Затем к нему наклонился Демен.
– Ну что, прощай, княже. Зла не держи.
– Отпусти… ее… – глазами указал на Росинку, замершую неподвижно в двух шагах. Руки у нее тоже были стянуты за спиной и наверняка причиняли мучения.
– Велеслав приказал отдать вас обоих, – глухо обронил Демен и уже громче скомандовал, – эй, парни, берите их и идем. Нас ждут.
Стефана снова подхватили под руки и поволокли вперед, через мост, все ближе к мучительной смерти. А в том, что она будет мучительной, владетельный князь не сомневался ни мгновения.
Что ему оставалось?
Он начал молиться своему покровителю Тефу, яркому солнцу, жизнь дающему. Просил, чтобы Теф поскорее забрал его из хладного царства Хенеша туда, где всегда цветут сады, светло, и каждый обретает покой после трудов праведных.
На шее у Стефана на простом кожаном шнуре висел амулет – гладкий камешек с высеченным изображением покровителя. Грубым, правда, потому что Тефа было принято изображать в храмах как воина в доспехах, с лучезарным копьем в руке, которым он повергает Хенеша в бездну.
Они вошли во внутренний двор замка. Там было пусто, исключая двух безмолвных ллэ, наряженных в легкий кожаный доспех. Стефан лишь мазнул взглядом по застывшим белым лицам. Ллэ, одним словом. Он не знал, как они получались, и чем отличались, допустим, от вампиров, и чем дикие ллэ отличались от ллэ, служащих господам Пустошей, но… теперь все это было неважно. Он лишь подумал, что Демен идет вперед так, будто знает дорогу, причем хорошо знает. Впрочем, сам ведь сказал, что был здесь раньше.
Протащившись по широким и пустым коридорам, внезапно вынырнули в огромный зал. И в самом его конце, на высоком, высеченном из цельного куска обсидиана троне, сидела она.

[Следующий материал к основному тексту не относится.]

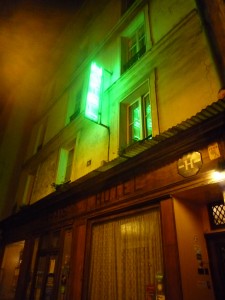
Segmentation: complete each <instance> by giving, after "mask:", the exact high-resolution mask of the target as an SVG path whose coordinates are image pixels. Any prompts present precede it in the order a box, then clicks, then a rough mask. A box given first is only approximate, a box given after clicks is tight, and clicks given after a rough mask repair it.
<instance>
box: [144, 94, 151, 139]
mask: <svg viewBox="0 0 225 300" xmlns="http://www.w3.org/2000/svg"><path fill="white" fill-rule="evenodd" d="M143 114H144V128H145V129H144V130H145V137H148V136H152V115H151V105H150V100H149V94H147V95H145V96H144V97H143Z"/></svg>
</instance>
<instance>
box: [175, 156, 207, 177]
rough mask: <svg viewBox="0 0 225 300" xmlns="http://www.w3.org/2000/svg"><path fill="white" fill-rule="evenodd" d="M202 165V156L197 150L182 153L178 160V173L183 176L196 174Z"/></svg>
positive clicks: (183, 176)
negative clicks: (186, 152)
mask: <svg viewBox="0 0 225 300" xmlns="http://www.w3.org/2000/svg"><path fill="white" fill-rule="evenodd" d="M201 166H202V157H201V153H199V152H191V153H188V154H186V155H183V156H182V158H180V159H179V160H178V163H177V167H178V173H179V174H180V175H181V176H183V177H190V176H193V175H196V174H197V173H198V171H199V170H200V169H201Z"/></svg>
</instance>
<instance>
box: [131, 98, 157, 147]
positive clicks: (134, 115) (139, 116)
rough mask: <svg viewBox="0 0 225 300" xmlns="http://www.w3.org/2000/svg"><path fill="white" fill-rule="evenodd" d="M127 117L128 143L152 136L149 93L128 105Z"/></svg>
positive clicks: (150, 108)
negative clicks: (132, 102) (127, 118)
mask: <svg viewBox="0 0 225 300" xmlns="http://www.w3.org/2000/svg"><path fill="white" fill-rule="evenodd" d="M127 117H128V134H127V144H128V145H130V144H132V143H134V142H136V141H139V140H141V139H143V138H146V137H152V117H151V105H150V100H149V94H148V93H147V94H145V95H143V96H141V97H140V98H139V99H137V100H135V102H133V103H132V104H130V105H128V106H127Z"/></svg>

«Владыка Теф, помоги перенести муки предсмертные. Пусть мое забвение будет недолгим, забери к себе верного слугу твоего…»
Откуда-то сбоку всхлипнула Росинка. Он покосился на девушку: ту под руки держали два воина. Если бы не они, бедная Роса непременно упала бы.
Демен решительно выступил вперед, загораживая госпожу Пустошей от Стефана. Поклонился, с достоинством, не раболепно.
– Да будут долгими твои ночи, госпожа. Мы привезли тебе обещанное и надеемся на то, что и ты выполнишь свою часть сделки.
…Смех. Тихий, невеселый. Бездушный. Стефан вдруг подумал, что так могла бы смеяться дорогая кукла, у которой голова из тонкого фарфора, а глаза, брови, рот… все нарисованное, ненастоящее.
– Ты уже был здесь однажды. Решил вернуться?
Ее голос. Стефан ощутил, как от мягкого, словно шелк по коже, голоса зашевелились волосы. Под ребрами все стянулось в тугой, тошнотворный узел, разлилось приторно-сладкой жутью по венам.
«…И обереги от исчадий Хенеша…»
– Но, прекрасная госпожа, кроме меня мало найдется охотников сюда прийти, – совершенно спокойно ответил Демен.
И Стефан даже удивился – сотник Велеслава не боялся вампира. Вообще не испытывал страха. Как такое могло быть?
– Ты в самом деле привез мне человека, который убил моего мужа?
В спокойном, шелковом голосе скользнули нотки сомнения.
– Вы можете убедиться в этом, госпожа, – и Демен еще раз поклонился.
– И правда, могу, – согласилась она и поднялась.
Демен отошел в сторону, как будто специально давая Стефану насладиться тем, как идет к нему смерть. Ничто не изменилось в облике госпожи Пустошей с их последней встречи: все то же бледное лицо, как будто вылепленное из алебастра, темные волосы с кровавым отливом, стянутые по бокам в пирамиды из кос. Все то же платье из черного кружева, притягивающее взгляд к белому, точеному телу вампира, к аккуратным темным соскам, просвечивающим сквозь кружево…
Двигалась она… именно так и должна двигаться нежить – с неуловимой грацией хищницы, плавно, словно ступни не касались грубо отесанных каменных плит пола.
Стефан только стиснул зубы. В душе проснулся отвратительный, пожирающий разум страх перед вампиром, хотелось сжаться, спрятаться, а еще лучше, обратившись тоненькой струйкой дыма, навсегда улететь из этого места.
«Теф, помоги», – попросил он, зажмурившись.
Но покровитель молчал.
А когда Стефан открыл глаза, встретился взглядом с госпожой.
В их последнюю встречу она плакала, проливая слезы по убитому супругу. Сейчас – сдержанно улыбалась. Стефан удивился тому, что губы у нее не ярко-алые, какие должны быть у вампира, а нежного розового цвета. Пухлые, с трогательной ямкой на нижней губе… В серых глазах играли багряные блики.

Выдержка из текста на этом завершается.